Abstract Advances in basic, translational and clinical research have revealed the power of cancer immune therapy. Checkpoint inhibitors and adoptive T cell therapies are novel, FDA approved therapeutic strategies that promote recruitment to and activation of tumor-reactive cytotoxic T cells. While promising, these strategies are not effective in all cancer patients, and resistance to therapy often develops. Recent advances in the study of the tumor microenvironment have revealed that tumor-associated myeloid cells accumulate rapidly in tumors where they promote resistance to checkpoint inhibitor therapy and adoptive T cell therapy, inhibit immune responses to tumor cells, and stimulate tumor progression. The most abundant of these myeloid cells, macrophages, usually serve as a first line of defense against pathogenic insults to tissues. These innate immune cells mount pro-inflammatory responses to pathogens and repair damaged tissues. However, in tumors, macrophages (TAMs) accumulate rapidly and potently suppress anti-tumor immunity and promote tumor progression. Preclinical studies have identified crucial pathways that regulate the recruitment, polarization, transcription and metabolism of TAMs during tumor progression. We have found that an isoform of PI3Kinase, PI3Kgamma, controls these pathways by activating mTORC1-mediated transcriptional and metabolic pathways that suppress cytotoxic T cell recruitment and activation. Targeting PI3Kgamma and its downstream effectors inhibits immune suppressive polarization and promotes NFkappaB activation and pro-inflammatory transcription in macrophages, thereby recruiting CD8+ T cells and stimulating T cell activation and memory. Novel therapeutics targeting PI3Kgamma stimulate cytotoxic T cell activation and recruitment and synergize with checkpoint inhibitors and chemotherapy in preclinical studies.

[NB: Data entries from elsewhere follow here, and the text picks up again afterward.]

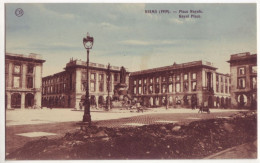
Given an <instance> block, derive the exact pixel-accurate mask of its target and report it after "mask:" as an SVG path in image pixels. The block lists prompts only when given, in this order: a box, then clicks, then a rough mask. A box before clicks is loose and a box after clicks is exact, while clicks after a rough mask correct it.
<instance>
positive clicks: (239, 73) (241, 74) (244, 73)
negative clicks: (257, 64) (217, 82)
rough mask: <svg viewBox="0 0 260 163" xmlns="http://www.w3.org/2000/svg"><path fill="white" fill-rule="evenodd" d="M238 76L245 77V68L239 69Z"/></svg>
mask: <svg viewBox="0 0 260 163" xmlns="http://www.w3.org/2000/svg"><path fill="white" fill-rule="evenodd" d="M238 74H239V75H245V67H239V68H238Z"/></svg>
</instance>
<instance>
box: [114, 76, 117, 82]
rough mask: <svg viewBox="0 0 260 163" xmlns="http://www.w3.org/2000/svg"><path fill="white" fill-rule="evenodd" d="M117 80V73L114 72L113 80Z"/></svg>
mask: <svg viewBox="0 0 260 163" xmlns="http://www.w3.org/2000/svg"><path fill="white" fill-rule="evenodd" d="M117 80H118V74H114V81H115V82H116V81H117Z"/></svg>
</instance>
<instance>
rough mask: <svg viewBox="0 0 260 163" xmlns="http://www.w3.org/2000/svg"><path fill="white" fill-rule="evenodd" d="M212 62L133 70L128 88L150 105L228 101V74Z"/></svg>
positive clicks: (225, 102) (228, 91) (133, 92)
mask: <svg viewBox="0 0 260 163" xmlns="http://www.w3.org/2000/svg"><path fill="white" fill-rule="evenodd" d="M216 69H217V68H215V67H214V66H213V64H212V63H210V62H205V61H194V62H188V63H183V64H176V63H174V64H173V65H171V66H165V67H159V68H154V69H148V70H143V71H137V72H132V73H131V75H130V83H129V87H130V92H131V94H132V95H133V97H135V98H136V99H137V100H139V101H141V103H142V104H143V105H146V106H149V107H157V106H165V105H167V106H169V107H175V108H176V107H189V108H190V107H192V108H195V107H198V106H201V105H204V106H205V105H206V106H209V107H219V108H225V107H229V105H230V76H229V75H228V74H221V73H218V72H216Z"/></svg>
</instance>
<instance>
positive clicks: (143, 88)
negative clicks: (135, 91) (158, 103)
mask: <svg viewBox="0 0 260 163" xmlns="http://www.w3.org/2000/svg"><path fill="white" fill-rule="evenodd" d="M143 93H144V94H146V86H143Z"/></svg>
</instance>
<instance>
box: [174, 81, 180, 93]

Clinical trials with PI3Kgamma inhibitors such as IPI-549 (Infinity Pharmaceuticals) are currently underway and offer the promise of improved cancer outcomes for many tumor types. Citation Format: Judith A. Varner. Taming the beast: Strategies to target the immune-suppressive macrophage to enhance cancer immune therapy [abstract]. In: Proceedings of the American Association for Cancer Research Annual Meeting 2019; 2019 Mar 29-Apr 3; Atlanta, GA. Philadelphia (PA): AACR; Cancer Res 2019;79(13 Suppl):Abstract nr PL03-03.